As my high school classmate and hilarious blogger at The Coy McCoy put it in a recent post: “Blogging isn’t writing! It’s graffiti with punctuation!” (Yeah, I know, it’s a quote from a movie, not her. But, I think you should read her blog, so that’s why I credit her here. She makes me laugh out loud at www.jennifermccoy.net She also honeymooned in an Airstream hotel halfway around the world, which strengthens our “reconnection,” and I’m with her on the mini wine bottles. Read her: www.jennifermccoy.net)
Back to graffiti. I like graffiti; it’s funky street art. And I like writing. So when it comes to blogging with Food Truck Click, I’ve decided I’m going to start thinking of it as “street writing”—fast, colorful, slightly rebellious and noisy acting. Plus, like graffiti, it’s done “on the run.”

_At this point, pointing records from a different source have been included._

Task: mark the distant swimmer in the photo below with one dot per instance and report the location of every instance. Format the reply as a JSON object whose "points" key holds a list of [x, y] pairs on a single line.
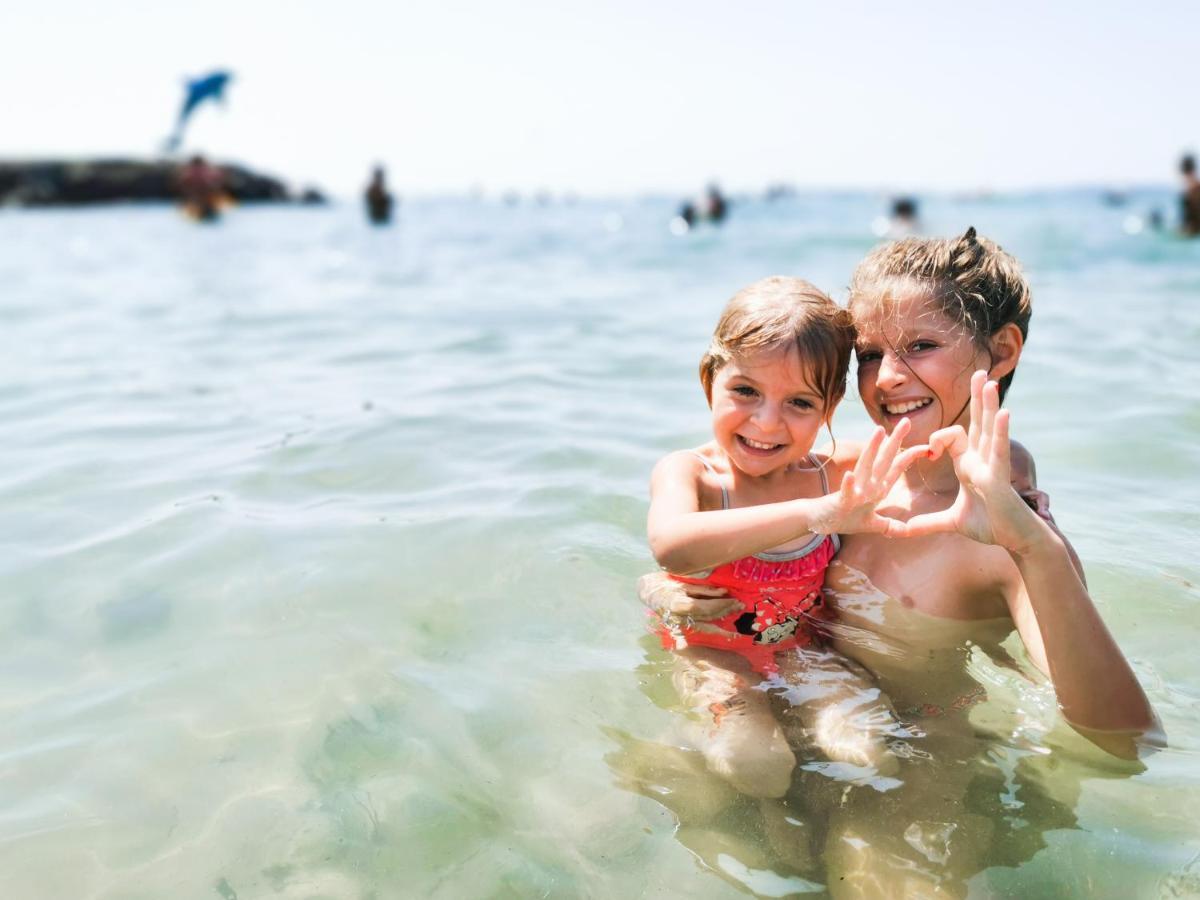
{"points": [[198, 90], [903, 222], [378, 198], [1189, 201], [715, 205], [202, 190], [712, 207]]}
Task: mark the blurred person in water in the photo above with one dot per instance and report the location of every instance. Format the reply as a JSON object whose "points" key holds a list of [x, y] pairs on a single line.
{"points": [[975, 555], [202, 190], [1189, 201], [378, 199]]}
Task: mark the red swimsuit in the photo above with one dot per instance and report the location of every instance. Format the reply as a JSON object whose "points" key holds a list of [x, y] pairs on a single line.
{"points": [[778, 589]]}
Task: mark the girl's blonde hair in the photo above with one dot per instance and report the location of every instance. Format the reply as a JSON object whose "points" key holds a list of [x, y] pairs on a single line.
{"points": [[972, 280], [780, 312]]}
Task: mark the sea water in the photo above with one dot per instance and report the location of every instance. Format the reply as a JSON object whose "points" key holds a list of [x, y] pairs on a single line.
{"points": [[319, 543]]}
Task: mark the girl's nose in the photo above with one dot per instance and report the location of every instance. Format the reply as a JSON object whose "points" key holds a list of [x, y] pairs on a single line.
{"points": [[891, 372], [767, 417]]}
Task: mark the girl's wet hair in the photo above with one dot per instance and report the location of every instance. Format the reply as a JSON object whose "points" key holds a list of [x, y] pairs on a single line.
{"points": [[970, 279], [780, 312]]}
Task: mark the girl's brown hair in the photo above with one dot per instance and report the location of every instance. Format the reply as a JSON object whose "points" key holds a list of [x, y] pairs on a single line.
{"points": [[780, 312], [972, 280]]}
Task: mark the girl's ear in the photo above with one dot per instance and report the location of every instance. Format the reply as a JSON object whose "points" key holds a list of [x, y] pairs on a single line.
{"points": [[1005, 346]]}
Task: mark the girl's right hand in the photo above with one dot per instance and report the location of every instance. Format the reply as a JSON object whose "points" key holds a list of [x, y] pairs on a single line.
{"points": [[852, 507], [672, 599]]}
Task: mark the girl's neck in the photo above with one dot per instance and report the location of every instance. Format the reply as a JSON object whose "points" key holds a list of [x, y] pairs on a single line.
{"points": [[931, 477], [774, 480]]}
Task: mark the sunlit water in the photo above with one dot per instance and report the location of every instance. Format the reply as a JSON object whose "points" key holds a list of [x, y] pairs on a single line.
{"points": [[319, 547]]}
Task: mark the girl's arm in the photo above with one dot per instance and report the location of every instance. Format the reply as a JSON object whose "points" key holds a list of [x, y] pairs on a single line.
{"points": [[1067, 639], [685, 539], [1025, 483], [1066, 636]]}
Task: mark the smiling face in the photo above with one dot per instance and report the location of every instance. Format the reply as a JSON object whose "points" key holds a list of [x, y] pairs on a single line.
{"points": [[915, 363], [766, 411]]}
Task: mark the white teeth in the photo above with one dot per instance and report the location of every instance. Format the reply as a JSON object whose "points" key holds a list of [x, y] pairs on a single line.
{"points": [[759, 445], [901, 408]]}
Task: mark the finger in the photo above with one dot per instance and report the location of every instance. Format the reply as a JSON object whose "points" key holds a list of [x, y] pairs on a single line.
{"points": [[847, 486], [952, 439], [1001, 447], [889, 450], [988, 420], [977, 382], [867, 461]]}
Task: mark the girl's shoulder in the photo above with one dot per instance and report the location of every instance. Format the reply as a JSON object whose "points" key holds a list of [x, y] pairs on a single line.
{"points": [[697, 465], [696, 473], [838, 459]]}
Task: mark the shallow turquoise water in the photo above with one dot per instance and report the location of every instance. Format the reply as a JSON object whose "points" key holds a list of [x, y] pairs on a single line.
{"points": [[318, 541]]}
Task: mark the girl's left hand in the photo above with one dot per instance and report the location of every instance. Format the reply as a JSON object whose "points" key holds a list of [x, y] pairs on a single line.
{"points": [[852, 507], [987, 508]]}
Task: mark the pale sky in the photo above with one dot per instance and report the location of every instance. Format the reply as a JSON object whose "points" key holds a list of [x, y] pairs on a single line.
{"points": [[617, 96]]}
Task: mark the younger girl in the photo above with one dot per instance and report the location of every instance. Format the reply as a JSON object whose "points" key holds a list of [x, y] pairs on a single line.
{"points": [[750, 513]]}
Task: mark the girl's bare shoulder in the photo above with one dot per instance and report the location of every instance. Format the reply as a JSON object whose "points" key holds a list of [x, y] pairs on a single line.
{"points": [[693, 467], [838, 457]]}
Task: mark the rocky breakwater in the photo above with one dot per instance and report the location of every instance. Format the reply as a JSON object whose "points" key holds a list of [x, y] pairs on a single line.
{"points": [[66, 183]]}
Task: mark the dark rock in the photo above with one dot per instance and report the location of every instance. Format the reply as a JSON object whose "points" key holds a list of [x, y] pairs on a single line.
{"points": [[61, 183]]}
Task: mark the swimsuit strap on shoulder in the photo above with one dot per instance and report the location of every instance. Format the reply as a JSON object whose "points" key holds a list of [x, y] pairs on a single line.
{"points": [[820, 468], [725, 491]]}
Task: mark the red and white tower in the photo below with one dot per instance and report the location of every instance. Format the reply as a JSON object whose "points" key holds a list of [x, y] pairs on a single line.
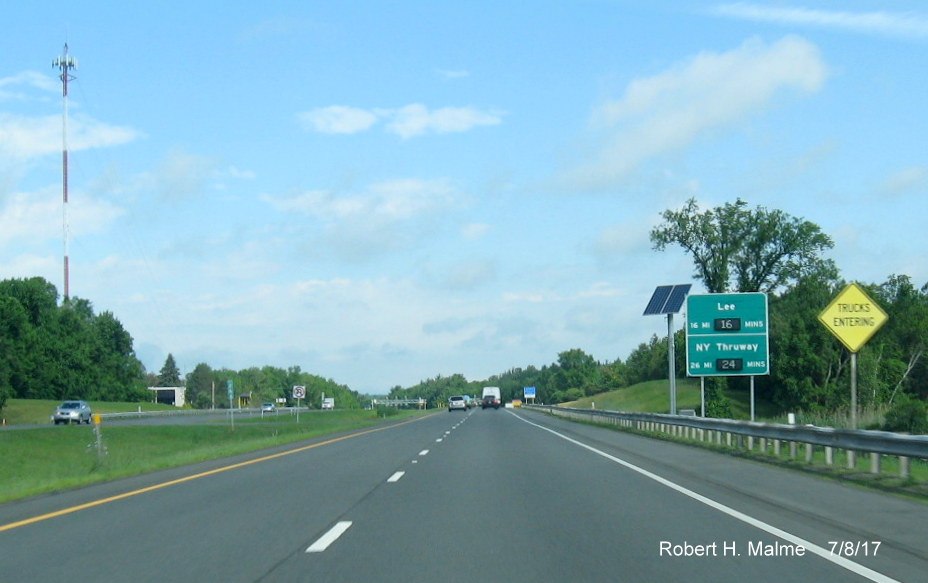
{"points": [[65, 63]]}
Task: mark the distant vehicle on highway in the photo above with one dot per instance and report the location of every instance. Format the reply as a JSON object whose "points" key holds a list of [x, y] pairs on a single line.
{"points": [[491, 398], [457, 402], [72, 412]]}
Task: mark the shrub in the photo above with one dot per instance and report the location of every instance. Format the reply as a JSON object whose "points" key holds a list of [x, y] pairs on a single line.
{"points": [[908, 415]]}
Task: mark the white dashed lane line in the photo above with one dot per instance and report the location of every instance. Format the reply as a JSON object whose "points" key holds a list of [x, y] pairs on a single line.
{"points": [[330, 537]]}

I know I have a lot to learn about blogging. Bloggers on the forefront know all kinds of things I’m still mostly in the dark about: hyperlinks, backlinks, or contextualized links or whatever, SEO optimization, the rss feed, and whether to include ads or not. Plus how to turn your blog into a book, which is what I’d really like to do, but then again, wouldn’t everybody?
Then there are these tips about blogging as it relates to social media like Twitter and Facebook. My sister says her media guru insists posts should be 285 or 300 words only. He’s probably right, but I’m going to make like a graffiti artist and beg rebellion on that one.

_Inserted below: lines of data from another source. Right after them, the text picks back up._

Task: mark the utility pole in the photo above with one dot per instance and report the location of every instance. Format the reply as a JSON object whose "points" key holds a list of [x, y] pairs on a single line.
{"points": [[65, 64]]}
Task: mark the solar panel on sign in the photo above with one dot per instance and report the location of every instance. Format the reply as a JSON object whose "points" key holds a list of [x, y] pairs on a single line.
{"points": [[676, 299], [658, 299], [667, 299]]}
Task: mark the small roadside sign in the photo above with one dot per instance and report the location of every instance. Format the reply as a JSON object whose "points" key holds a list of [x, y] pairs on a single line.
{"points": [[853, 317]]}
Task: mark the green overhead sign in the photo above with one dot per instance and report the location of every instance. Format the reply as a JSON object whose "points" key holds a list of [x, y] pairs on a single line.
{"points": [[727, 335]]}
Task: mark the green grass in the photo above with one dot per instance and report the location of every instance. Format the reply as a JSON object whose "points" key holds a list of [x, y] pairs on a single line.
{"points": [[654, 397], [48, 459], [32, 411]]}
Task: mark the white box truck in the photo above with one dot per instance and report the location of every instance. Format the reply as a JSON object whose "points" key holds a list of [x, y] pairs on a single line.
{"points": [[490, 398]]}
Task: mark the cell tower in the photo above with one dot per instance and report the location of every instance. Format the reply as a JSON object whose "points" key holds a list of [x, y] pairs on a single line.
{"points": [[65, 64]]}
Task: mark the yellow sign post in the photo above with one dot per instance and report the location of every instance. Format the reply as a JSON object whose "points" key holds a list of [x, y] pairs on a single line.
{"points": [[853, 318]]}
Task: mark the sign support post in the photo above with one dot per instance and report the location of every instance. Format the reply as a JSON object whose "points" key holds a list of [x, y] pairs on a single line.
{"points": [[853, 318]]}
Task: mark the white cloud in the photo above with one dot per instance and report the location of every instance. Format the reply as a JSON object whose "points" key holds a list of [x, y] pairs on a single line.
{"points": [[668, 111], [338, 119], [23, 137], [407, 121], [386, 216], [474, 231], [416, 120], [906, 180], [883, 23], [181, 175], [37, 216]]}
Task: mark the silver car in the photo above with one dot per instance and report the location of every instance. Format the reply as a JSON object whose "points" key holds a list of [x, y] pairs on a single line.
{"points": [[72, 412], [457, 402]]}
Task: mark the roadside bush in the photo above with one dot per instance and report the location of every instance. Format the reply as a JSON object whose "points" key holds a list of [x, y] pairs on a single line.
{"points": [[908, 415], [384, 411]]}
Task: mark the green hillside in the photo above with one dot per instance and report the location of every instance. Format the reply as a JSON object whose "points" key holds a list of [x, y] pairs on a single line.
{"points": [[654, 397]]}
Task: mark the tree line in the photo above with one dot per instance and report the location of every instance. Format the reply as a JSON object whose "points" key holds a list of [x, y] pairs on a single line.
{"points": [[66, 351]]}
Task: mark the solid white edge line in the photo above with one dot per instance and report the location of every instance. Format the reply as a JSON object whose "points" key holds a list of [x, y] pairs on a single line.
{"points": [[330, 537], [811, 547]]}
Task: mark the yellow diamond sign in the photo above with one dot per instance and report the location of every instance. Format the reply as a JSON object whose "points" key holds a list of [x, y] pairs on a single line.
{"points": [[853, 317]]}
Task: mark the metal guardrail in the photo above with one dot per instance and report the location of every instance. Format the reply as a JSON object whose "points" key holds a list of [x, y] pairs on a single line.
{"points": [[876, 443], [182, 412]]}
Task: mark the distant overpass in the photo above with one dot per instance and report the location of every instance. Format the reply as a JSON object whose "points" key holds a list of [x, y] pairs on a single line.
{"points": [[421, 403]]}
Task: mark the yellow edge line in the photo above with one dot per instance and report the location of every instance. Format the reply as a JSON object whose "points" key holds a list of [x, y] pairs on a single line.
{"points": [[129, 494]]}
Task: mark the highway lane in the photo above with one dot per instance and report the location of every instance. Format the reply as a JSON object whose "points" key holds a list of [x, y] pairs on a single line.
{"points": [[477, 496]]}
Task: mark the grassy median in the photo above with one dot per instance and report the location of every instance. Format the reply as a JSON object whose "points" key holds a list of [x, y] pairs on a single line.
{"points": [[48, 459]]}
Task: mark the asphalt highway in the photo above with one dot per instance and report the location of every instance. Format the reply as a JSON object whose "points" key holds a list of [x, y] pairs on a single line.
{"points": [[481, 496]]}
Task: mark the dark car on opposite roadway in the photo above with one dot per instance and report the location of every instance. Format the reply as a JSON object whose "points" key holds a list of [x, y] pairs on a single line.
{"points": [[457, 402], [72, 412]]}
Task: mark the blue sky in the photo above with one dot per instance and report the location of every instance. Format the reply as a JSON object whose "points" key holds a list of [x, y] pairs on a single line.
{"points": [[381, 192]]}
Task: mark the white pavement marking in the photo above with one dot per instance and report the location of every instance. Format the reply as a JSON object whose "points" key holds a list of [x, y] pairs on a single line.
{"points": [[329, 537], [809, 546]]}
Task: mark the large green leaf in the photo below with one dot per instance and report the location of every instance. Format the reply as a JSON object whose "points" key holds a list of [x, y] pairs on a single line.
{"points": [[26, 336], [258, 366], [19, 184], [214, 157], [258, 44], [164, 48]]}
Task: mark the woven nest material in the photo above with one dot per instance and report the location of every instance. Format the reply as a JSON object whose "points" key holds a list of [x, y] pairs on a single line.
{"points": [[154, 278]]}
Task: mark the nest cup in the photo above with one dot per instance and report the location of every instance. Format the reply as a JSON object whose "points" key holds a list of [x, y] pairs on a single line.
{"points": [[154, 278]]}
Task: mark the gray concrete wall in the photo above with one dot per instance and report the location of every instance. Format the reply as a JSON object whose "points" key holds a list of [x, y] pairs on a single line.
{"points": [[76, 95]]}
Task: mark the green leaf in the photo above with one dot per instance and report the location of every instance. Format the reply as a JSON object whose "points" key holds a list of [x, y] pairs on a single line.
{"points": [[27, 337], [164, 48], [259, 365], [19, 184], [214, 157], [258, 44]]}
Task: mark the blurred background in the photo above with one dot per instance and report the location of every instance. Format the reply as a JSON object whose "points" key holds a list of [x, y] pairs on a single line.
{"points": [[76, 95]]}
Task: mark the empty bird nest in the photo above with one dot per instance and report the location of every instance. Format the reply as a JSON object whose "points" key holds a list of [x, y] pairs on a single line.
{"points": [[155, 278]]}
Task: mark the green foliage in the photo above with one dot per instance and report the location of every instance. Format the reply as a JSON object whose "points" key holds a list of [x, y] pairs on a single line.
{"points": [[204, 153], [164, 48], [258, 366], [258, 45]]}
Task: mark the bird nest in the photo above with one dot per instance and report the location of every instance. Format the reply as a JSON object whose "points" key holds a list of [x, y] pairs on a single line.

Demystifying the blogosphere feels like a need, so I’m talking to other bloggers and blog developers and designers, and reading books meant to explain this platform of expression. But all of this disciplined “study,” seems to go against blogging as a freeform, graffiti-style of writing.
Wikipedia says graffiti is “a rapidly developing art form whose value is slightly contested.” Yep, that sounds like blogging. And compellingly (to me at least), it feels like I can take the whole graffiti thing a step further as a food truck blogger. Get this: What graffiti is to art, or what blogging is to writing, food trucks are to the restaurant industry. Together, food trucks have formed a “movement” so “rapidly developing” that they are causing a stir in cities across America. Traditional restaurant proponents often argue about the value of the food trucks in the food industry. Are they creative outlets for chefs? Are they unfair competition for building-bound restaurants? Are they pioneers of a new kind of urban business model? Food trucks: Art, or anti-establishment rebellion?

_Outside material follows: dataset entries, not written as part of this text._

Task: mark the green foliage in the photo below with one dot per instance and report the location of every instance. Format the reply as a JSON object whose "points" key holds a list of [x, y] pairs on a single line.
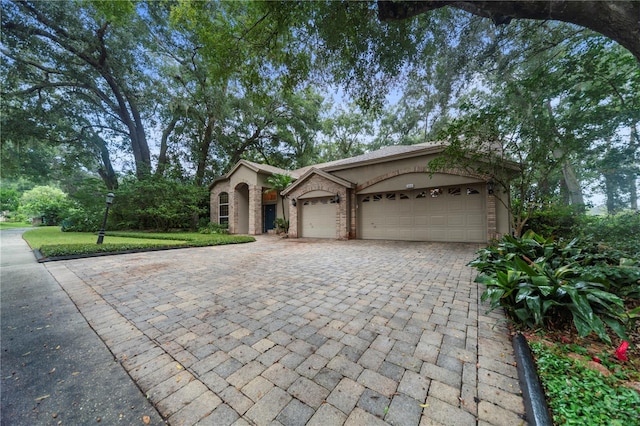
{"points": [[46, 202], [87, 211], [155, 202], [9, 199], [556, 219], [538, 281], [282, 225], [581, 396], [214, 228], [620, 231]]}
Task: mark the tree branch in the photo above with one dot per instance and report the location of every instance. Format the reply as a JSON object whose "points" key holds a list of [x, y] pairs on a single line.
{"points": [[617, 20]]}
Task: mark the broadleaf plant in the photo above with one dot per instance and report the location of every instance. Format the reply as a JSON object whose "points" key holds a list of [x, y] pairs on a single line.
{"points": [[538, 280]]}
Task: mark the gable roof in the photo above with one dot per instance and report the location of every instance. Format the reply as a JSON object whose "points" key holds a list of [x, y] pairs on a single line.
{"points": [[389, 153], [383, 154], [313, 171], [256, 167]]}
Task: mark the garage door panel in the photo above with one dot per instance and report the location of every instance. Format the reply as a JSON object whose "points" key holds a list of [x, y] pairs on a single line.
{"points": [[475, 220], [456, 219], [318, 218], [440, 214], [438, 220]]}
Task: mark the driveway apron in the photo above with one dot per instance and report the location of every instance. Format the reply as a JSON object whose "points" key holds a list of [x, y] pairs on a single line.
{"points": [[294, 332]]}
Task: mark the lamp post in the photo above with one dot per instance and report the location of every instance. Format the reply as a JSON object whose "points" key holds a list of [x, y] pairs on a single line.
{"points": [[109, 200]]}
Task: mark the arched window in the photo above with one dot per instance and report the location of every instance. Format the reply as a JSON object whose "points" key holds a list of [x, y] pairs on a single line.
{"points": [[223, 208]]}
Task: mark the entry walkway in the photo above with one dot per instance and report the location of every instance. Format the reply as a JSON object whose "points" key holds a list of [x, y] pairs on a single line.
{"points": [[294, 332]]}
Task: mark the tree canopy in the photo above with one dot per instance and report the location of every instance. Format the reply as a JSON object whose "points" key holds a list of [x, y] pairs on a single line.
{"points": [[180, 91]]}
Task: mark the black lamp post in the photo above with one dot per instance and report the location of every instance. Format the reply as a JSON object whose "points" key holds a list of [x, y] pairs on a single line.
{"points": [[110, 197]]}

In the spirit of the graffiti artist, I’m prepared to promote food trucks as edgy, noisy, fast-growing and colorful. Our little trailer café is closed for now, and we shifted our attentions into a kickstarter campaign that didn’t fund. Disappointing, sure, but our vision just didn’t translate. What’s resulted, is that our vision has cleared. Ahem! Our book idea has been honed.
We’re still on track to “write the book” on pop-up culture, because we want to celebrate the folks developing this new urban business model. Pop up businesses by their nature buck tradition. And at the same time, they are trendsetting and screaming for attention in cities all across the country. So we’ve dropped the paella tour part of our book, and we’ll park (instead of pull) our trailer when at work on the book. We’re gearing up to gather content more conventionally (send us word about your fave pop up businesses here an on FB), and we’ll pitch our book through publishing channels (instead of microlending platforms). In the it’s-almost-the-New-Year-resolution mode though, we are determined to produce it. Pop Up businesses deserve to be celebrated!
As part of narrowing our project’s focus, we’ll also be setting up a new blog to serve as a platform to promote and exchange info about pop up businesses. We’ll link you to it very soon—to a more interactive food truck and mobile business blog featuring food carts, Airstream-based vintage shops, trailer art galleries and more. We’ll post–graffiti style–fast, colorful, slightly rebellious and noisy stories and images from all the amazingly creative urban business bubbles popping up out there everywhere.